Contre la tyrannie du même, nous chantons la beauté infinie de l’autre.

Contre les nettoyages ethniques, nous appelons au brassage des peuples et au Tout-Monde.

Contre les dictatures linguistiques, nous proclamons le droit de chaque personne et de chaque peuple à parler la langue de son choix.

Contre la réécriture des œuvres du passé, nous exigeons le respect de l’intégrité des textes littéraires.

Contre les frontières d’acier, nous lançons des cerfs-volants.

Contre les murs et les barbelés, nous proclamons la liberté de circuler.

Contre la destruction de la terre par l’exploitation des hommes, nous affirmons les droits de l’air, de l’eau et du sable.

Contre l’enfermement des corps et des esprits, nous faisons éclore les soleils de mille grenades entrouvertes.
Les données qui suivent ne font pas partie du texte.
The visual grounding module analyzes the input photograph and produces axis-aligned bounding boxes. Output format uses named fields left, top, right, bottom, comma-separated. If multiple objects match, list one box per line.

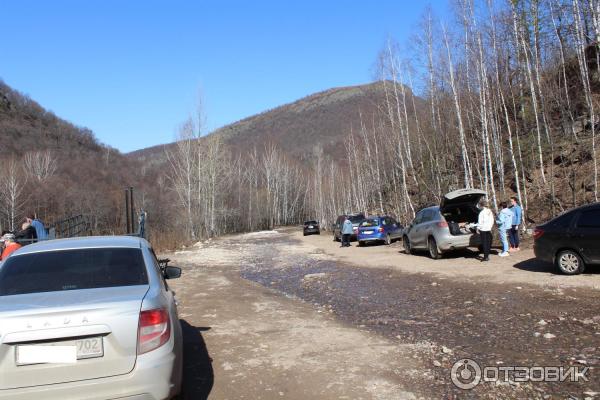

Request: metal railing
left=48, top=214, right=92, bottom=239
Contre les dogmatismes, nous proclamons le droit au sensible et à l’imaginaire.

Contre toute censure, nous créons des ripostes et ouvrons des passages.

Contre les marchands de désespérance, nous lançons des salves d’avenir.

Contre l’obscurantisme, nous affirmons le pouvoir libérateur des littératures.

Contre la servitude volontaire et involontaire, nous brandissons la lumière du poème.

Contre un monde où il n’y aurait que des vainqueurs et des vaincus, des dominants et des dominés, et où l’idée même de droit n’aurait plus de sens, nous affirmons qu’écrire est un acte de résistance. Nous, écrivaines et écrivains du monde entier, proclamons que la littérature est un acte de vie qu’on insuffle au monde et que notre droit à dire le réel et à inventer tous les imaginaires possibles ne souffre aucune limite. Contre tous les assassins de l’humanité, nous appelons à la force d’écrire et d’agir.